Abbreviations: CRP, C-reactive protein; CAR, C-reactive protein/albumin ratio; mGPS, modified Glasgow Prognostic Score; pCR, pathologic complete response; POD, postoperative day; poGPS, postoperative Glasgow Prognostic Score.
Table 3.
Risk Factor | OR | 95% CI | P-value |
---|---|---|---|
Sex, male vs female | 1.786 | 0.849–3.758 | 0.127 |
Preoperative albumina | 0.989 | 0.881–1.110 | 0.845 |
Preoperative CRPb | 1.045 | 0.983–1.112 | 0.160 |
Operative timec | 1.006 | 1.001–1.010 | 0.018 |
Neoadjuvant treatment | 0.496 | 0.155–1.583 | 0.237 |
POD3 CRPb | 1.015 | 1.006–1.024 | 0.001 |
POD3 albumina | 0.980 | 0.877–1.095 | 0.720 |
Notes: For continuous variables, the ORs were calculated per unit increase (in ag/L, bmg/L,cminutes).

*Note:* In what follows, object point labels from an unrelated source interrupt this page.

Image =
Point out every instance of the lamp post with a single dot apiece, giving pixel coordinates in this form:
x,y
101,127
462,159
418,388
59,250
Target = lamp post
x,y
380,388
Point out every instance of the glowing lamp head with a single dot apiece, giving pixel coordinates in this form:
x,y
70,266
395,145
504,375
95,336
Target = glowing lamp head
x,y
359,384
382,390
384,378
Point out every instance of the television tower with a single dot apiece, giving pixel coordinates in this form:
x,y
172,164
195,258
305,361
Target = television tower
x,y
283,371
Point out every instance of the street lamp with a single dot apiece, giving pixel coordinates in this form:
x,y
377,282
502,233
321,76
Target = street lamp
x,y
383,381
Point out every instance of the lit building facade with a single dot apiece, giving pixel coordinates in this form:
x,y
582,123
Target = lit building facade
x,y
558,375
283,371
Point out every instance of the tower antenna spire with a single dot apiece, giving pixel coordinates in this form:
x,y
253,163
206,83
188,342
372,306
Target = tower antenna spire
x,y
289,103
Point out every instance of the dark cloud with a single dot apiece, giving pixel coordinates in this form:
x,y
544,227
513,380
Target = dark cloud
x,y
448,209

Abbreviations: 95% CI, 95% confidence interval; CRP, C-reactive protein; CAR, C-reactive protein/albumin ratio; OR, odds ratio; POD, postoperative day.
Usefulness of CAR, mGPS, and poGPS as Predictors of Postoperative Complications
Because POD3 CRP was previously reported to serve as a predictor of postoperative complications,9 we conducted receiver operating characteristic curve analysis for all five indicators of inflammatory response (preoperative mGPS, preoperative CAR, as well as CRP, CAR, and poGPS on POD3). For POD3 CAR, the AUC was 0.711 and an optimal cutoff of 2.6 was identified (sensitivity, 51.3%; specificity, 87.8%; PPV, 83.2%; NPV, 61.3%). For preoperative mGPS (Figure 1, Table 4), the AUC was 0.613 and an optimal cutoff of 0.1 was identified (sensitivity, 66.3%; specificity, 50.0%; PPV, 58.9%; NPV, 57.8%). For preoperative mGPS, the AUC was 0.600, with the cutoff value at 0 (sensitivity, 73.8%; specificity, 6.9%; PPV, 46.1%; NPV, 19.2%), 1 (sensitivity, 18.8%; specificity, 93.2%; PPV, 75.0%; NPV, 51.5%) and 2 (sensitivity, 7.5%; specificity, 0.0%; PPV, 100.0%; NPV, 50.0%). For poGPS on POD3, the AUC was 0.599, with cutoff value at 0 (sensitivity, 77.5%; specificity, 2.7%; PPV, 46.3%; NPV, 10.0%), 1 (sensitivity, 21.3%; specificity, 97.3%; PPV, 89.5%; NPV, 53.3%) and 2 (sensitivity, 1.3%; specificity, 0.0%; PPV, 100.0%; NPV, 48.4%). For CRP on POD3, the AUC was 0.706 and an optimal cutoff of 65.5 mg/L was identified (sensitivity, 48.8%; specificity, 79.7%; PPV, 73.2%; NPV, 60.2%).
Table 4.
Predictor | AUC | P-value | Optimal Cutoff | Sensitivity | Specificity | Positive Predictive Value | Negative Predictive Value |
---|---|---|---|---|---|---|---|
Preoperative CAR | 0.613 | 0.045 | 0.1 | 66.3% | 50.0% | 58.9% | 57.8% |
Preoperative mGPS | 0.600 | 0.032 | |||||
0 | 73.8% | 6.8% | 46.1% | 19.2% | |||
1 | 18.8% | 93.2% | 75.0% | 51.5% | |||
2 | 7.5% | 0.0% | 100.0% | 50.0% | |||
POD3 CRP | 0.706 | <0.001 | 65.5 | 48.8% | 79.7% | 73.2% | 60.2% |
POD3 CAR | 0.711 | <0.001 | 2.6 | 51.3% | 87.8% | 83.2% | 61.3% |
POD3 poGPS | 0.599 | 0.046 | |||||
0 | 77.5% | 2.7% | 46.3% | 10.0% | |||
1 | 21.3% | 97.3% | 89.5% | 53.3% | |||
2 | 1.3% | 0.0% | 100.0% | 48.4% |
Abbreviations: AUC, area under the curve; CAR, C-reactive protein/albumin ratio; CRP, C-reactive protein; mGPS, modified Glasgow Prognostic Score; POD, postoperative day; poGPS, postoperative Glasgow Prognostic Score.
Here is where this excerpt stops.